Odatv davasının bugün görülen duruşmasında mahkeme heyeti tutuklu sanıklardan Müyesser Yıldız'ın tahliyesine, diğer tutuklu sanıkların ise tutukluluklarının devamına karar verdi. Bir sonraki duruşma 14 Eylül tarihine ertelendi.

İstanbul Çağlayan Adliyesi'ndeki İstanbul 16. Ağır Ceza Mahkemesi'nde görülen Odatv davasının bugünkü duruşmasında sanıklardan sadece Müyesser Yıldız hakkında tahliye talebi verilirken, diğer tutuklu sanıkların tutukluluklarının devamına karar verildi. Beklenen TÜBİTAK raporunun hala mahkemeye ulaşmamış olması ve TÜBİTAK raporunun beklenmesi için bir sonraki duruşmanın tam 3 ay sonraya, 14 Eylül'e ertelenmesi sanık, sanık yakınları ve sanık avukatlarının tepkisine neden oldu.

Oda TV davasında TÜBİTAK krizi
Gazetecilerin ve gazetecilik mesleğinin yargılandığı Oda TV davasında dijital delillere ilişkin beklenen TÜBİTAK raporunun mahkemeye hala ulaşmaması sanıkların ve avukatlarının tepkisine neden oldu. Duruşma sanıkların, avukatların savunmaları ve mahkeme heyetinin çapraz sorgusuyla tamamlandı.
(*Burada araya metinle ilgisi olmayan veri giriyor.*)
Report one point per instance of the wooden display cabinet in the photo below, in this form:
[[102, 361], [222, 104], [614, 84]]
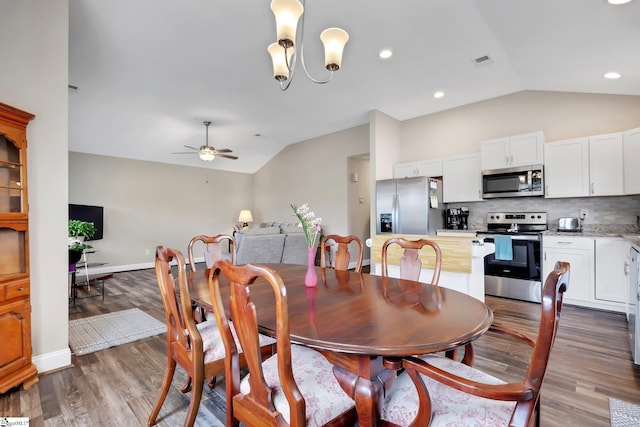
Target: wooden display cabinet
[[16, 367]]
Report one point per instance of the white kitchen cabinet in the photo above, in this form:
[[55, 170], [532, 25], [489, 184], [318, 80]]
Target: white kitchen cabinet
[[566, 168], [631, 153], [512, 151], [598, 278], [611, 279], [605, 165], [421, 168], [579, 252], [461, 178]]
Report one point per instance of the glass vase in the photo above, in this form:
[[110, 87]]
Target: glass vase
[[311, 278]]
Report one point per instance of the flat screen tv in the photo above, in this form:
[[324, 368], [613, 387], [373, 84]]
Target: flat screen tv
[[88, 213]]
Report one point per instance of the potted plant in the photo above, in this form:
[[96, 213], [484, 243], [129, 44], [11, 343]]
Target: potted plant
[[78, 231]]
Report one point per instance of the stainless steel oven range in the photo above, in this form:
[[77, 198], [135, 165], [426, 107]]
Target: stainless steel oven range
[[514, 270]]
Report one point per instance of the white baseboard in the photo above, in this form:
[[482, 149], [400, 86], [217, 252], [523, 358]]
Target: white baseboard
[[52, 361]]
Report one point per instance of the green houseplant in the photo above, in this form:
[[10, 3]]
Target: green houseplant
[[78, 231]]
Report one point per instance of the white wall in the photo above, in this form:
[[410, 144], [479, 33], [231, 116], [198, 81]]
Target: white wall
[[148, 204], [561, 115], [313, 171], [34, 78]]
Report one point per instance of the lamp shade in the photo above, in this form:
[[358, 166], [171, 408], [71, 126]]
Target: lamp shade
[[245, 216], [207, 154], [280, 66], [287, 13], [333, 40]]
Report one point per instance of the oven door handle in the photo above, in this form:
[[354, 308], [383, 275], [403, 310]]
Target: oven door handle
[[532, 238]]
Talep konuşmaları ve çapraz sorgu gerçekleşti
Aralarında Yalçın Küçük, Hanefi Avcı, Oda TV’den gazeteciler Soner Yalçın, Barış Terkoğlu, Barış Pehlivan, Müyesser Yıldız’ın tutuklu yargılandığı, Doğan Yurdakul, Ahmet Şık, Nedim Şener, Sait Çakır, Coşkun Musluk, Ahmet Mümtaz İdil ve İklim Ayfer Kaleli’nin tutuksuz yargılandığı Oda TV davasında sanıklar ile avukatları talep konuşmaları yaptı.

Duruşmada davanın esas savcısı Ufuk Ermertcan'ın izinli olduğu bir zamana denk gelmesi sebebiyle sanıkların çapraz sorguları sadece üye hâkimler tarafından yapıldı.

TÜBİTAK raporu davayı kilitledi!
Mahkeme heyetinin yapılan haberler üzerinden çapraz sorgu gerçekleştirdiği duruşmada dijital delillere ilişkin istenen TÜBİTAK raporunun hala ulaşmaması davanın belirsizliğini koruyor.

Gazetecilerin gazetecilik faaliyetleri üzerinden üretilen deliller arasında virüslü olduğu dört ayrı üniversite raporuyla kanıtlanan dijital deliller hakkında, sanık avukatlarının objektif olamayacağı yönündeki itirazlarına rağmen mahkeme heyetinin istediği TÜBİTAK raporunun hala mahkemeye ulaşmamasının davayı kilitlediği biliniyor.

Yalçın Küçük: “100 yıl tutun beni, o kadar gençleşiyorum”
Çağlayan Adliyesi'ndeki İstanbul 16. Ağır Ceza Mahkemesi’nde görülen Oda TV davasının 13. duruşmasında ilk söz Yalçın Küçük’e verildi. “Biz başımıza gelecekleri görmek için Taraf, Zaman okuruz” diyen Küçük, yargılandığı davaları anlatarak, “Suçumu bana söyleyin. Engizisyon mahkemelerinde bilmez kimse suçunu” dedi. Küçük, “100 yıl tutun beni. Ne kadar tutarsanız o kadar gençleşiyorum. Yüzyıl verebilirsiniz hiçbir şey olmaz. 12 Eylül'de çıktık. 12 Mart'ta da çıktık” diye konuştu.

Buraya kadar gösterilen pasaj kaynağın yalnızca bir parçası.